「吊るし」となって自分主義で行くこともあります。
以前、ある新聞記事の読者相談で、人間関係に悩む人に対して精神科医が回答をされていたものを読んだことがあります。
その相談の骨子は、「自分を変えて相手に合わせたほうがいいのか」というものでした。
どうやら相談者は、相手の人とはあまりつきあいたくはないようなのですが、それでは大人げないと言いますか、わがままを言っているような感じなので、ここは自分をもっと成長させて相手を受け入れるようにならないと・・・」というようなことを書かかれていたように思います。
まあ、もっともな主張だと思いますし、よくスピリチュアルで言われるように、「問題の原因は全部自分にある」と考えますと、正しい意見のようにも感じます。
しかし、その精神科医の先生は、「無理に合わす必要はないし、自分も変えることもない」と答えられていました。
先生いわく、「中学生くらいまでは自分を変えることが必要だが、大人になると変えようとするとむしろ大変で、そのことがストレスとなって、うつにもなりかねない」というようなことをお話されていたように記憶しています。
ここでいう「変える」とは、相手に合わせて自分を変えていくというようなニュアンスのことでしょう。成長や発展のために自分を変えていくこととは、また別の意味だと思います。
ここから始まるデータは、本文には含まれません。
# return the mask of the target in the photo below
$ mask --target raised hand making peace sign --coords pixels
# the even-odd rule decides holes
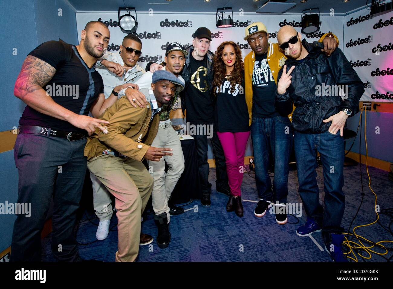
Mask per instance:
[[[277,92],[278,92],[279,94],[283,94],[285,93],[286,91],[286,89],[291,85],[291,78],[292,78],[292,76],[290,75],[290,74],[294,69],[295,66],[294,65],[291,67],[290,69],[288,70],[287,72],[286,72],[286,65],[284,66],[283,74],[281,75],[281,77],[277,84]]]

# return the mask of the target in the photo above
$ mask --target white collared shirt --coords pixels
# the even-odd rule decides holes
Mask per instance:
[[[119,63],[121,65],[124,65],[123,59],[120,56],[119,51],[116,52],[107,51],[100,60],[104,59]],[[97,61],[95,70],[99,73],[104,82],[104,94],[106,99],[109,97],[112,90],[116,87],[128,83],[135,83],[145,73],[145,70],[136,64],[131,69],[127,70],[121,77],[119,77],[101,65],[101,61]]]

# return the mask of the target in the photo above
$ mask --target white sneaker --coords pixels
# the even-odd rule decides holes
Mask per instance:
[[[107,220],[106,221],[100,221],[99,224],[98,224],[98,228],[97,229],[97,232],[95,233],[95,237],[97,237],[97,240],[105,240],[108,237],[108,234],[109,233],[109,224],[110,223],[110,220]]]

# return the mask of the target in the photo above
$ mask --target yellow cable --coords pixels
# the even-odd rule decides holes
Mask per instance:
[[[363,112],[363,109],[364,109],[364,107],[362,107],[362,108],[360,110],[360,117],[359,118],[359,125],[360,125],[360,121],[362,120],[362,114]],[[344,245],[346,245],[347,247],[348,247],[349,248],[349,252],[348,252],[347,253],[345,253],[346,254],[347,254],[347,255],[348,255],[348,256],[347,256],[347,258],[348,258],[349,259],[352,259],[352,260],[353,260],[355,262],[357,262],[358,261],[358,258],[356,257],[356,254],[355,254],[355,252],[353,250],[353,249],[361,249],[362,250],[364,250],[364,251],[365,252],[368,254],[368,255],[369,255],[368,257],[367,257],[367,256],[362,256],[362,255],[361,255],[360,254],[359,254],[358,252],[356,252],[356,254],[358,255],[359,256],[360,256],[360,257],[361,257],[362,258],[363,258],[363,259],[368,260],[368,259],[371,259],[371,253],[374,253],[374,254],[376,254],[377,255],[386,255],[386,254],[387,254],[388,252],[388,250],[387,250],[387,249],[386,249],[384,246],[383,246],[382,245],[381,245],[380,243],[385,243],[385,242],[387,242],[393,243],[393,241],[390,241],[390,240],[384,240],[383,241],[379,241],[378,242],[377,242],[377,243],[375,243],[375,244],[373,244],[373,245],[371,245],[370,246],[367,247],[366,245],[364,245],[363,243],[362,243],[362,241],[361,241],[359,239],[360,238],[361,238],[361,239],[364,239],[364,240],[365,240],[365,241],[367,241],[368,242],[369,242],[370,243],[373,243],[374,242],[373,242],[370,241],[369,240],[367,239],[366,239],[365,238],[362,237],[362,236],[360,236],[360,235],[358,235],[358,234],[356,234],[356,233],[355,232],[355,230],[356,228],[360,228],[361,227],[365,227],[365,226],[370,226],[370,225],[373,225],[373,224],[375,224],[376,223],[376,222],[378,221],[378,220],[379,219],[379,215],[378,214],[378,212],[377,212],[377,210],[376,210],[376,199],[377,199],[376,194],[375,193],[375,192],[373,190],[373,189],[371,188],[371,178],[370,177],[370,174],[369,173],[369,171],[368,171],[368,150],[367,147],[367,137],[366,136],[366,123],[367,123],[367,113],[366,113],[365,111],[365,112],[364,112],[364,141],[365,142],[365,145],[366,145],[366,170],[367,171],[367,175],[368,176],[368,178],[369,178],[369,184],[368,184],[369,188],[370,188],[370,190],[371,190],[371,191],[372,192],[373,192],[373,193],[374,195],[375,196],[375,213],[376,213],[376,214],[377,219],[376,219],[376,220],[375,221],[374,221],[373,223],[370,223],[369,224],[367,224],[365,225],[360,225],[359,226],[357,226],[355,227],[354,228],[353,228],[353,234],[350,234],[350,233],[343,233],[343,234],[345,234],[348,235],[349,236],[354,236],[356,238],[356,239],[359,241],[359,243],[360,243],[360,244],[359,244],[359,243],[357,243],[356,242],[354,242],[354,241],[351,241],[350,240],[348,240],[348,238],[347,237],[345,237],[345,240],[344,241],[344,242],[343,242],[343,243]],[[362,141],[362,140],[360,140],[359,141],[360,142],[361,142]],[[359,154],[360,156],[360,162],[361,163],[361,162],[362,162],[361,152],[359,151]],[[360,173],[361,173],[361,172],[360,172]],[[351,246],[351,245],[350,245],[350,244],[352,244],[352,243],[353,243],[354,244],[355,244],[356,245],[356,246]],[[375,251],[373,251],[373,250],[371,250],[371,248],[373,248],[374,247],[375,247],[376,246],[377,246],[378,247],[382,247],[382,248],[383,248],[383,249],[384,249],[385,250],[386,252],[384,252],[384,253],[378,253],[378,252],[375,252]],[[354,258],[353,258],[352,257],[349,256],[351,254],[353,254],[353,257]]]

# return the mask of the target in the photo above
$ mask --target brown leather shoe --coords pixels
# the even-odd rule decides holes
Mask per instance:
[[[242,204],[242,197],[238,196],[233,197],[235,203],[235,213],[239,217],[243,217],[243,205]]]
[[[141,233],[141,238],[139,240],[139,245],[148,245],[153,242],[153,237],[148,234]]]
[[[231,194],[229,196],[228,202],[226,203],[227,212],[232,212],[235,210],[235,203],[233,199],[233,196],[232,195],[232,194]]]

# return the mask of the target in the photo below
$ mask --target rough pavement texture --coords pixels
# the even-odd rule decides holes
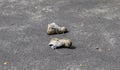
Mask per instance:
[[[51,22],[70,32],[48,36]],[[0,0],[0,70],[120,70],[120,0]]]

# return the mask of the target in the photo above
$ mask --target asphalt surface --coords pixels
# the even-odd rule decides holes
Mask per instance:
[[[70,32],[47,35],[52,22]],[[0,70],[120,70],[120,0],[0,0]]]

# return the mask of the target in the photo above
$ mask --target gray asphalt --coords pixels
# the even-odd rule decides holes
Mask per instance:
[[[70,32],[47,35],[52,22]],[[120,0],[0,0],[0,70],[120,70]]]

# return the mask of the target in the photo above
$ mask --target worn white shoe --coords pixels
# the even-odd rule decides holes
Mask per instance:
[[[70,48],[72,46],[72,41],[67,38],[59,39],[59,38],[52,38],[50,43],[48,44],[52,49],[56,49],[59,47],[67,47]]]
[[[56,23],[50,23],[48,24],[48,29],[47,29],[47,34],[52,35],[52,34],[61,34],[61,33],[66,33],[68,32],[66,27],[60,27]]]

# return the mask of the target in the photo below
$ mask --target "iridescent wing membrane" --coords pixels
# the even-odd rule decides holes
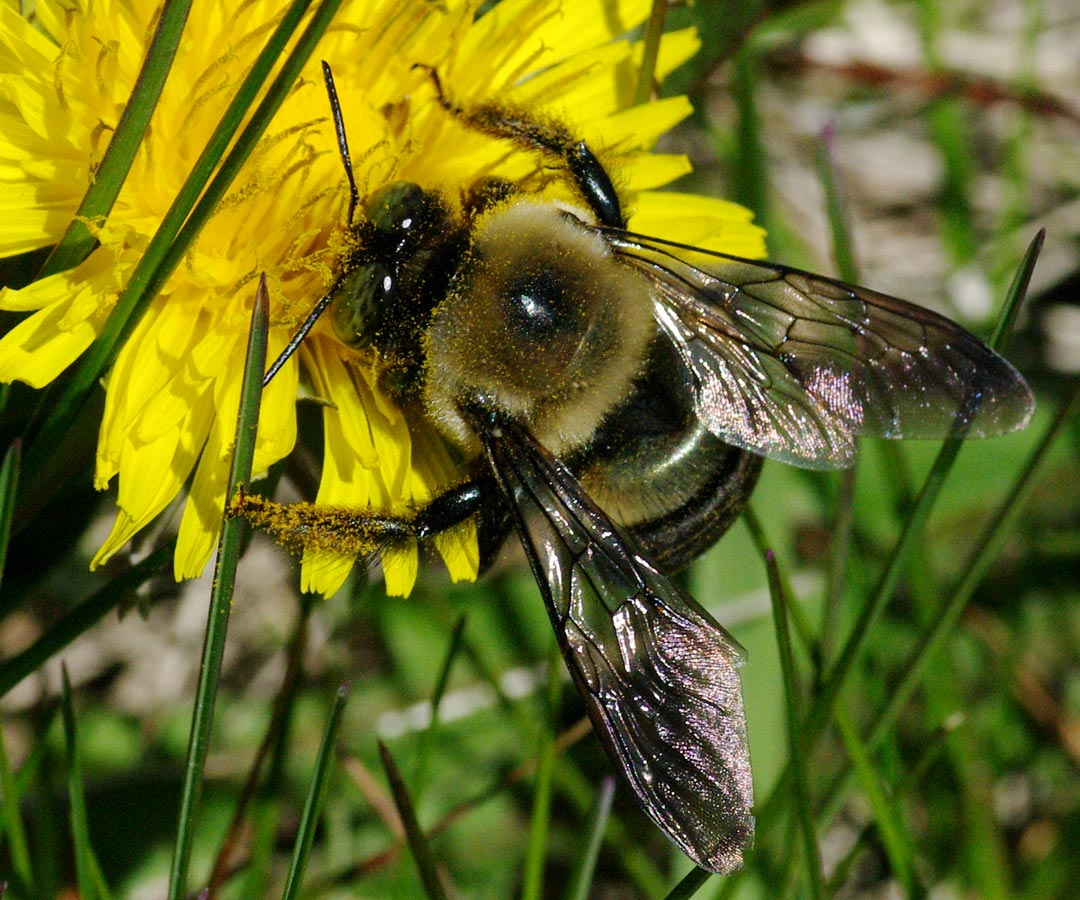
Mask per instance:
[[[699,865],[754,836],[739,644],[642,558],[527,431],[485,430],[566,664],[642,808]]]
[[[796,269],[598,230],[651,283],[696,412],[727,443],[842,468],[858,435],[987,436],[1031,415],[1031,392],[1012,365],[928,309]]]

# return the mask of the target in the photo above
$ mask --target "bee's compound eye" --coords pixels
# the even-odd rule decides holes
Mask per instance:
[[[342,276],[330,300],[330,323],[342,344],[366,347],[381,324],[393,291],[393,274],[381,263],[366,263]]]
[[[426,220],[431,197],[413,182],[394,182],[379,188],[364,203],[367,220],[379,231],[408,231]]]
[[[545,268],[512,277],[500,294],[508,332],[518,335],[523,344],[551,347],[561,333],[579,331],[588,309],[576,293],[579,285],[573,274]]]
このやりとりを読んでいて、私はマルセイユタロットの「吊るし」をイメージしました。
私たちは人間関係でこの相談者のように結構悩むことがありますが、思えば必要以上に相手に気遣うことはいらないのかもしれません。
この精神科医の先生がおっしゃるように、大人になればそれまで培った「型」のようなものが誰でもあります。自分らしさと表現してもよいものです。
これがあるため、安心と安全を私たちは日常的に確保しているのです。これをいちいち相手に合わせて変えていくのは、多大なエネルギーが要りますし、浪費にもなりかねません。
「吊るし」は逆さの姿勢で自ら吊るしている状態となり、そのことを楽しんでいます。二本の木に囲まれた空間で悠々自適な態度を取っているのです。
人から見れば逆さづりなので苦しそうに感じたり、意固地のように思えたりすることもあるかもしれませんが、「吊るし」の人物は周囲とは関係なく、自分の世界で安定を図っています。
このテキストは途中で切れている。